In 1918 an article in The Sydney Morning Herald reported on brooms being hand-made in the Blue Mountains village of Blackheath;

The brooms are manufactured under the most primitive conditions, the machine for binding them together being home-made, and it is contended by the maker that with proper machinery a much better and more durable article could be manufactured. The maker of these brooms collects the stiff, spiky grass that grows in abundance on the mountain-side, and in his hut turns it into the finished article. The grass tree [also] provides him with the raw materials for making hand whisks, so popular in hairdressing saloons.

The maker was Mr William Murphy, who had arrived in the Blue Mountains as an elderly man shortly before WWI. He was a bachelor, and chose to live the life of a hermit. He built himself a stone hut at  spectacular Perry’s Lookdown, in Hat Hill Road.

Perry's Look-down, Blackheath

The view from Perry’s Look-down

It was here  he gathered the stiff  blades of the grass trees to make his simple brooms and whisks.

Grass tree, Blackheath NSW

A grass tree growing near Mr Murphy’s old home.

To bind the grass he invented a  quirky  apparatus using  pulleys made from cotton reels. The result was an effective ‘straw’ broom, more commonly made from millet.

William Murphy

William Murphy, the hermit of Hat Hill


William Murphy's Hut, Blackheath

A simple abode


Of course, Mr Murphy was never really alone. He had a great love of the area’s wildlife, and befriended the native birds and animals. Soon, word spread and tourists would arrive at dusk to watch him whistle up  possums, wallabies and the colourful mountain parrots.


Crimson rosella.

King Parrot

King Parrot

At the end of  January 1919 there was a huge bush fire in Blackheath. It raged through the Hat Hill area, fuelled by the  oil rich eucalyptus trees. The roof and entire contents of the hut were destroyed, but  old William was found sheltering in his private ‘shower’, a little waterfall nearby.  Unfortunately, many of the creatures he loved so much were destroyed in the fire. The blackened landscape was a constant reminder of the trauma he had endured.

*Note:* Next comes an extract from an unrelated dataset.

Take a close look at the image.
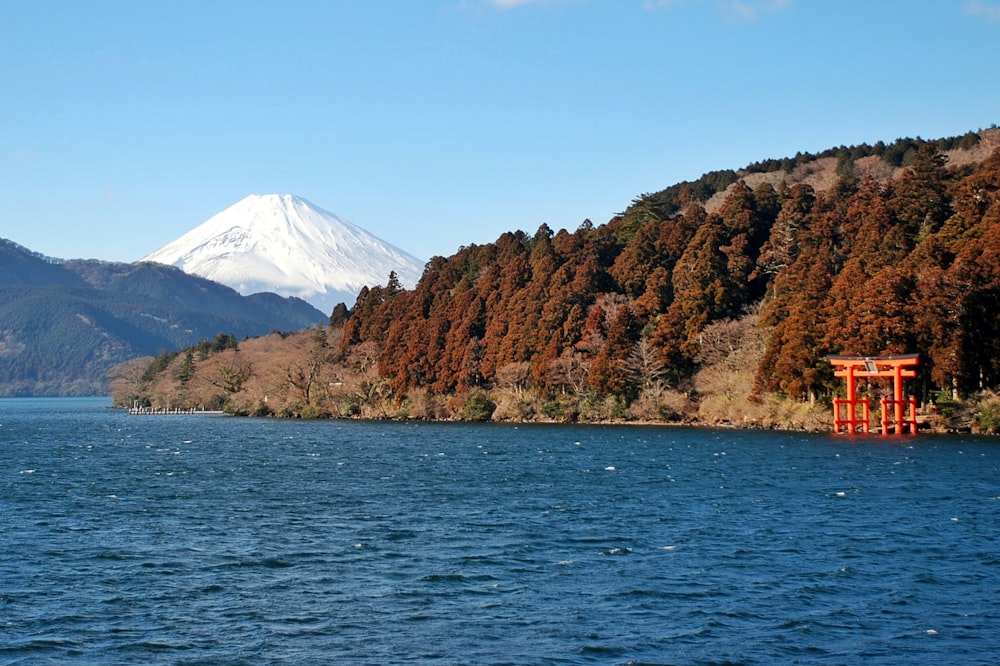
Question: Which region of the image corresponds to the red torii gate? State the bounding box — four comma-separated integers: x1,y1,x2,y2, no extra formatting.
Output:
826,354,919,435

Local people helped rebuild the hut, and he was given a horse, to make his journeys into Blackheath village easier, but his  spirit was broken. He left the Mountains soon afterwards. The old fellow died in Sydney, in 1927, aged 81.

The remains of his stone hut can still be found  near the carpark at Perry’s Look-Down


Remains of William Murphy's hut, Blackheath

The ruins of Mr Murphy’s hut.

There  is a delightful podcast  and a song about Mr Murphy, written  by historian and folk singer Jim Low. CLICK HERE


I decided I would have a go at making a broom from the grass tree in my garden. It was quite easy.  I just grabbed  a handful of the blades, snipped them off, and secured them with an elastic  band. Then I  pushed a  stick handle into the centre . A very unsophisticated  version, but it worked pretty well.  I could sell a few at the Blackheath Farmers’ Market, especially in the lead-up to Halloween.

Grass tree broom

Grass tree broom.

The residents of Blackheath complained of one major shortcoming with Mr  Murphy’s product. When the grass dried out, bits started to  snap off.  Regrettably, I can confirm that this is true.

Here is the ‘Murphy Broom’,  ready for a test flight by Editor Des and his friend Milly.  No, it did not end well.


Grass tree broom ready for test flight by Editor Des andMilly

Test flight of the grass tree broom




  1. I love it, a new career for you of course, you could autograph each one aqd Editor Des could be your manager . I’m sure he wouldn’t ask for a very high percentage of sales.

    • Pauline

      Probably make more than from writing, Chris. Editor Des would extract every cent he could!

  2. Of course the test flight of the broom didn’t go well – they are sitting on it backwards!